I'm only really looking for a Print/Cut system. I see this cutter will cut ready made bubble jet type transfer sheets with the optical eye...right ?.

How efficient is it with volume cutting jet transfer sheets ? ...how fast is it ?

I would like something that could cut jet transfers in roll/wide format more than sheets. Is there a printer for such ? ...is there a cost sensable way ? for 20" wide jet print/cut rolls etc...

just confused on what to buy.... please help me out here, what do you guys recommend...I'm a total knob with this digital jet-print/cut stuff. 

But I have a few pesos/budget, 2006/bonus $$$  

does Josh ship to or have a distributor in Canada ?


----------



## vctradingcubao (Nov 15, 2006)

Lucy, get the 54" Versacamm.

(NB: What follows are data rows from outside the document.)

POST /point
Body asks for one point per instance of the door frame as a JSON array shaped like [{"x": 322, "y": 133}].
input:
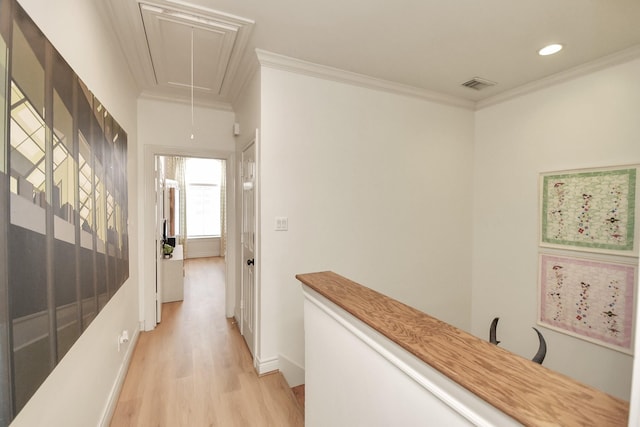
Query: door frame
[{"x": 146, "y": 205}]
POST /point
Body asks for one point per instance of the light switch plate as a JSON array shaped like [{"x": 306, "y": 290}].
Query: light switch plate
[{"x": 282, "y": 223}]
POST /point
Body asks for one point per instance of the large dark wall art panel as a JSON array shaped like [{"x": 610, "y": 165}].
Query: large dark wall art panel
[{"x": 63, "y": 208}]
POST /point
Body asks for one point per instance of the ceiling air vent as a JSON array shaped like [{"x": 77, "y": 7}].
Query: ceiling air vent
[{"x": 478, "y": 84}]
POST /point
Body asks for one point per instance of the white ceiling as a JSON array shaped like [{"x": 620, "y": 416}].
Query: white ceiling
[{"x": 432, "y": 45}]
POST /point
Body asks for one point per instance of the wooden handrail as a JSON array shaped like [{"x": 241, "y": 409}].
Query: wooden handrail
[{"x": 526, "y": 391}]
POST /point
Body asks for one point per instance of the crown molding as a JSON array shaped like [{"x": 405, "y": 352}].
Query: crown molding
[
  {"x": 617, "y": 58},
  {"x": 285, "y": 63}
]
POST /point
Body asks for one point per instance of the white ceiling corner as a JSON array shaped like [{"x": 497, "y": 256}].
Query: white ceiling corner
[
  {"x": 432, "y": 51},
  {"x": 163, "y": 31}
]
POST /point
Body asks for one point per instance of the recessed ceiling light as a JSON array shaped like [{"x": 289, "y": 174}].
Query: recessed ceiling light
[{"x": 550, "y": 49}]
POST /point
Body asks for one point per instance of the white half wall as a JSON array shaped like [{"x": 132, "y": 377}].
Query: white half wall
[
  {"x": 376, "y": 187},
  {"x": 81, "y": 389},
  {"x": 585, "y": 122}
]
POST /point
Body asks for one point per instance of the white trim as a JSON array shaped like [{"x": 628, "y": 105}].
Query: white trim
[
  {"x": 292, "y": 372},
  {"x": 281, "y": 62},
  {"x": 114, "y": 395},
  {"x": 581, "y": 70},
  {"x": 461, "y": 400}
]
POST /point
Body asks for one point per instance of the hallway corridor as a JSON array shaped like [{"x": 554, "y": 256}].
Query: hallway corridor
[{"x": 195, "y": 370}]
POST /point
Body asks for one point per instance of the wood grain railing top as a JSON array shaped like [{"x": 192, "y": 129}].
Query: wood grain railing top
[{"x": 526, "y": 391}]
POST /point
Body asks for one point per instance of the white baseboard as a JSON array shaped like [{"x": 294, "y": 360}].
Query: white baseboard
[
  {"x": 266, "y": 366},
  {"x": 119, "y": 382},
  {"x": 293, "y": 373}
]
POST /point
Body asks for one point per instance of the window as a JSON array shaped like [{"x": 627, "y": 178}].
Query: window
[{"x": 203, "y": 182}]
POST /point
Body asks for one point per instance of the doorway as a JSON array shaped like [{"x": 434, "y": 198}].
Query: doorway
[{"x": 152, "y": 233}]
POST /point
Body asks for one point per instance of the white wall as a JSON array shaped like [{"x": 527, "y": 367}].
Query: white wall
[
  {"x": 79, "y": 389},
  {"x": 376, "y": 187},
  {"x": 164, "y": 128},
  {"x": 586, "y": 122}
]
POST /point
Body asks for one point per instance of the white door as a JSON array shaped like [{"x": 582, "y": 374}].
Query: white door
[
  {"x": 159, "y": 236},
  {"x": 248, "y": 292}
]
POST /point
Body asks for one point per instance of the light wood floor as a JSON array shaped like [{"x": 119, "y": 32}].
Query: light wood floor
[{"x": 195, "y": 370}]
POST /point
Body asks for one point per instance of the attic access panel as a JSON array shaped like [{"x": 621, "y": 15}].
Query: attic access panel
[{"x": 217, "y": 45}]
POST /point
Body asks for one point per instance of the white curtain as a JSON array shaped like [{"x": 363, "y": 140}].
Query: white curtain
[{"x": 180, "y": 163}]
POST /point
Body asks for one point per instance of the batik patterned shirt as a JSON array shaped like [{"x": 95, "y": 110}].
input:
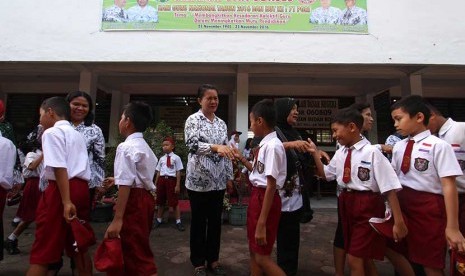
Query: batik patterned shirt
[
  {"x": 206, "y": 170},
  {"x": 95, "y": 143}
]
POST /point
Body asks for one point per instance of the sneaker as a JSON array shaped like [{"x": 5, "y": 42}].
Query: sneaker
[
  {"x": 11, "y": 247},
  {"x": 218, "y": 270},
  {"x": 156, "y": 224},
  {"x": 180, "y": 227},
  {"x": 200, "y": 271}
]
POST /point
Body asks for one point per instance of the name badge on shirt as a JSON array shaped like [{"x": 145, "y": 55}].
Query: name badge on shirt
[
  {"x": 421, "y": 164},
  {"x": 363, "y": 173},
  {"x": 260, "y": 167}
]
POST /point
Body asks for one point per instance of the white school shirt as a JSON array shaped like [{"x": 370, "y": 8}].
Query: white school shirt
[
  {"x": 7, "y": 163},
  {"x": 431, "y": 159},
  {"x": 369, "y": 170},
  {"x": 135, "y": 163},
  {"x": 30, "y": 157},
  {"x": 64, "y": 147},
  {"x": 176, "y": 165},
  {"x": 454, "y": 133},
  {"x": 271, "y": 161}
]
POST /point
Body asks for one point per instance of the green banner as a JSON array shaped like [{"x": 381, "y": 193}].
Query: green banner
[{"x": 326, "y": 16}]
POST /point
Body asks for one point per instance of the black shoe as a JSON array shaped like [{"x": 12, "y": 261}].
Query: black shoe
[
  {"x": 180, "y": 227},
  {"x": 306, "y": 217},
  {"x": 11, "y": 247},
  {"x": 200, "y": 271},
  {"x": 156, "y": 224},
  {"x": 217, "y": 270}
]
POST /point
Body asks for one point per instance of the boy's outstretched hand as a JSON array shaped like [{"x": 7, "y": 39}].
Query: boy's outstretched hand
[
  {"x": 260, "y": 234},
  {"x": 455, "y": 239},
  {"x": 114, "y": 229},
  {"x": 69, "y": 211}
]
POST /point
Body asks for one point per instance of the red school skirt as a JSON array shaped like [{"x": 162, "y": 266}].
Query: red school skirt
[
  {"x": 462, "y": 213},
  {"x": 53, "y": 233},
  {"x": 426, "y": 213},
  {"x": 137, "y": 224},
  {"x": 253, "y": 214},
  {"x": 28, "y": 204},
  {"x": 360, "y": 239}
]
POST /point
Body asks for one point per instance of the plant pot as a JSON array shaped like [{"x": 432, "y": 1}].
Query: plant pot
[
  {"x": 238, "y": 215},
  {"x": 102, "y": 212}
]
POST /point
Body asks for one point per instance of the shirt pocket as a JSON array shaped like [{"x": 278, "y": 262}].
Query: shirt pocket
[{"x": 364, "y": 172}]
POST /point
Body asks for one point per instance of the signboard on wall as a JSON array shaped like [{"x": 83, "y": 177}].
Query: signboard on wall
[
  {"x": 327, "y": 16},
  {"x": 316, "y": 113}
]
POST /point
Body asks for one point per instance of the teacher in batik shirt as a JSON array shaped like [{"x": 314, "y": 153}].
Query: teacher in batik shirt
[{"x": 208, "y": 170}]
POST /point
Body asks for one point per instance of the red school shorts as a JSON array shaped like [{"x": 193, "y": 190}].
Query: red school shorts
[
  {"x": 165, "y": 191},
  {"x": 426, "y": 213},
  {"x": 462, "y": 213},
  {"x": 360, "y": 239},
  {"x": 137, "y": 224},
  {"x": 253, "y": 214},
  {"x": 53, "y": 234},
  {"x": 28, "y": 204}
]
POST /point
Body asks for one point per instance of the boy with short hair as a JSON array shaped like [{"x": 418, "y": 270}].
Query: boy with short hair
[
  {"x": 134, "y": 171},
  {"x": 267, "y": 175},
  {"x": 168, "y": 181},
  {"x": 453, "y": 133},
  {"x": 7, "y": 163},
  {"x": 67, "y": 195},
  {"x": 364, "y": 176},
  {"x": 427, "y": 168}
]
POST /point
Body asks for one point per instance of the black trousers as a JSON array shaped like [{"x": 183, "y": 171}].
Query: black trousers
[
  {"x": 205, "y": 230},
  {"x": 288, "y": 241}
]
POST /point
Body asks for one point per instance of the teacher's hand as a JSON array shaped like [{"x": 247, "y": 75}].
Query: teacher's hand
[{"x": 225, "y": 151}]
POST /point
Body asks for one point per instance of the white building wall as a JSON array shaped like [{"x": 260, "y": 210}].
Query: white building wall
[{"x": 401, "y": 32}]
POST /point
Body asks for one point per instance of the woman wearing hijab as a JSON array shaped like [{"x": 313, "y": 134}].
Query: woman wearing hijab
[{"x": 297, "y": 152}]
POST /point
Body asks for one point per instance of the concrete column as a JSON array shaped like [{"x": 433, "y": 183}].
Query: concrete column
[
  {"x": 411, "y": 85},
  {"x": 118, "y": 100},
  {"x": 242, "y": 103},
  {"x": 88, "y": 83}
]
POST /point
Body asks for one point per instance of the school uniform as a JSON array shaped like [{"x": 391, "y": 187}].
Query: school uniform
[
  {"x": 362, "y": 186},
  {"x": 454, "y": 133},
  {"x": 31, "y": 193},
  {"x": 167, "y": 180},
  {"x": 421, "y": 199},
  {"x": 271, "y": 161},
  {"x": 63, "y": 147},
  {"x": 7, "y": 163},
  {"x": 134, "y": 167}
]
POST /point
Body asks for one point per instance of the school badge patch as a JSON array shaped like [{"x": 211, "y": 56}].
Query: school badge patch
[
  {"x": 462, "y": 164},
  {"x": 421, "y": 164},
  {"x": 260, "y": 167},
  {"x": 363, "y": 173}
]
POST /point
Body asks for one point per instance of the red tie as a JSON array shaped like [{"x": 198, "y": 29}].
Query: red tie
[
  {"x": 405, "y": 167},
  {"x": 255, "y": 152},
  {"x": 346, "y": 176},
  {"x": 168, "y": 160}
]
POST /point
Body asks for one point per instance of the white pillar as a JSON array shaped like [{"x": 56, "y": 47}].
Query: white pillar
[
  {"x": 242, "y": 103},
  {"x": 118, "y": 100},
  {"x": 88, "y": 83},
  {"x": 411, "y": 85}
]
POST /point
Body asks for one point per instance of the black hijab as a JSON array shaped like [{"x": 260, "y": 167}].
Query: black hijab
[{"x": 283, "y": 108}]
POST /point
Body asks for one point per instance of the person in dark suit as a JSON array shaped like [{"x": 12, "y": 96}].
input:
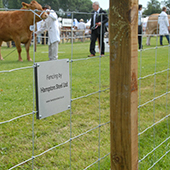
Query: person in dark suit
[{"x": 98, "y": 20}]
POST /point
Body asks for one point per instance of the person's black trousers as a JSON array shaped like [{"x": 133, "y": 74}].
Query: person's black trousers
[
  {"x": 94, "y": 36},
  {"x": 140, "y": 36}
]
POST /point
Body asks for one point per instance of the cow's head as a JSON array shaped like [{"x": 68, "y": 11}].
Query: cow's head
[{"x": 34, "y": 5}]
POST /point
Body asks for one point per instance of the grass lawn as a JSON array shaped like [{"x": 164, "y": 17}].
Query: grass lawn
[{"x": 16, "y": 99}]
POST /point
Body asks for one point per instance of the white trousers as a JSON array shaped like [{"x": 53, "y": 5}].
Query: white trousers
[{"x": 53, "y": 51}]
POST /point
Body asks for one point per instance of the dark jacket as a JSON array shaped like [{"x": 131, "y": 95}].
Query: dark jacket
[{"x": 102, "y": 17}]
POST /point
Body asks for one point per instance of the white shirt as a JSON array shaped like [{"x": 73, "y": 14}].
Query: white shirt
[
  {"x": 81, "y": 26},
  {"x": 163, "y": 23},
  {"x": 52, "y": 26}
]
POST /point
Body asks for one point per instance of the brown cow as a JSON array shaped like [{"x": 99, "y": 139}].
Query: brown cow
[
  {"x": 15, "y": 25},
  {"x": 152, "y": 26}
]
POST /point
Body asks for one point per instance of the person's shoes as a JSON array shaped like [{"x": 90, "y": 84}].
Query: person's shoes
[{"x": 91, "y": 55}]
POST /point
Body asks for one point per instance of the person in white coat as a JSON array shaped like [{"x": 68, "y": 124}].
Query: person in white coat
[
  {"x": 52, "y": 26},
  {"x": 163, "y": 25}
]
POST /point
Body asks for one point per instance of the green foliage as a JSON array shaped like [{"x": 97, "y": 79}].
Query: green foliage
[
  {"x": 16, "y": 89},
  {"x": 1, "y": 4},
  {"x": 153, "y": 6}
]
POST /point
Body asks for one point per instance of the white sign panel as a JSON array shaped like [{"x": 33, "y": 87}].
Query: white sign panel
[
  {"x": 52, "y": 87},
  {"x": 67, "y": 22}
]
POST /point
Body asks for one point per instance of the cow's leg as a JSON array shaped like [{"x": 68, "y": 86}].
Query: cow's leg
[
  {"x": 1, "y": 58},
  {"x": 148, "y": 40},
  {"x": 27, "y": 47}
]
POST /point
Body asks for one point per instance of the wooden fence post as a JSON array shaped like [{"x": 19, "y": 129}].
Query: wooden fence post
[{"x": 123, "y": 27}]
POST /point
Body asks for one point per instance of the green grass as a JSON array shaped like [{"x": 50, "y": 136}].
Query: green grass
[{"x": 16, "y": 98}]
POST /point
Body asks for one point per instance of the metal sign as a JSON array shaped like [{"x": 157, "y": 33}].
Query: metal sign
[{"x": 52, "y": 87}]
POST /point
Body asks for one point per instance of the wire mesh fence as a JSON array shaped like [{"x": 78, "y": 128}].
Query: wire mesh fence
[
  {"x": 153, "y": 99},
  {"x": 80, "y": 137},
  {"x": 75, "y": 139}
]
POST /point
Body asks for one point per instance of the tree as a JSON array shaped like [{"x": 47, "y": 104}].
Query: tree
[{"x": 153, "y": 6}]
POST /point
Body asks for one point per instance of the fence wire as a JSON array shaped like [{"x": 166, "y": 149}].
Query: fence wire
[
  {"x": 149, "y": 160},
  {"x": 71, "y": 138}
]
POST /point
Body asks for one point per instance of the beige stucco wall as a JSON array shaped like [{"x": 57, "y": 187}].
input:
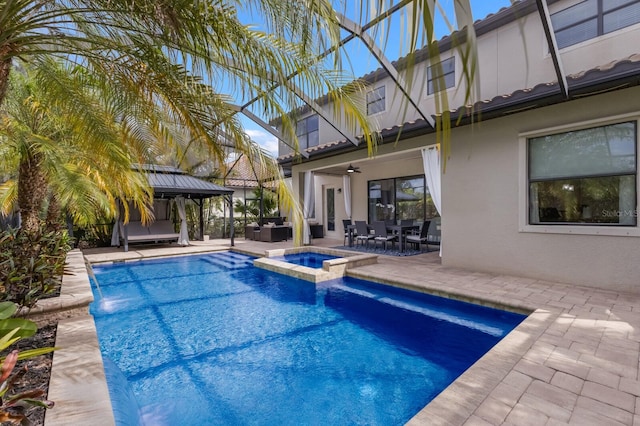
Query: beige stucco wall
[{"x": 482, "y": 191}]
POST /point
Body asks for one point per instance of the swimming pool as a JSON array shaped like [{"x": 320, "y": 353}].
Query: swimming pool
[
  {"x": 209, "y": 339},
  {"x": 309, "y": 259}
]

If you do, I'll be next.


----------



## Rodney (Nov 3, 2004)

> does Josh ship to or have a distributor in Canada ?


I think Josh can ship to Canada. Best to give him a call (or email or PM) and ask to make sure 

I don't know how many manufacturers there are out there, but the roland print/cut systems run $12,000 - $20,000 USD.


----------



## tallermaguana (Feb 28, 2007)

i suggest roland gx 24 it work great for opaque transfer


----------



## DAGuide (Oct 2, 2006)

The best case scenario would be to go with a Printer / Cutter all-in-one. Roland DGA (Roland DGA Corporation - North and South America) is the products you want to look at. You should note, that Roland is very strict on where one of its dealer can sell these types of products. Basically, anything on the Color Division of the company is territory restricted. You will need to go to their website and search for the appropriate dealer for you. I seriously doubt that Imprintables has the ability to sell into Canada for these types of products. The starting price is $13,000.00 (USA).

However, Imprintables (and several other companies) can sell you the GX-24 (or the other cutters that are larger). There is no restrictions on the products that come from the ASD division of Roland. It really depends on what types of inks you would prefer to run. You could go with either an Epson 7800 / GX-24 or Epson 9800/GX-500 packages if you want to do traditional transfes. If you want to do sign graphics, you will probably want to look at mild to solvent based printers. 

If you need more information, send me a private message. I have some experience on the large format side with some of my products.


----------



## COEDS (Oct 4, 2006)

I just went the the seminar put on by Imprintable and the Great Garment graphics. Wow !! those print and cut machines are something else. If they bring the seminar close, I suggest you check it out. THere was a large amount of information available. ... Good Luck .... JB


----------



## Law Dog (Jan 14, 2007)

T-BOT

I drove 250 miles (each way) yesterday to meet the legendary Josh Ellsworth and see a presentation of the Roland Versa-Camm 300. OMG. It is so cool....... The only thing I didnt care for was, I am 100 miles to far out of imprintables territory to own one. If you get a chance to see a demo, take it. I can't do it justice. 

Mark


----------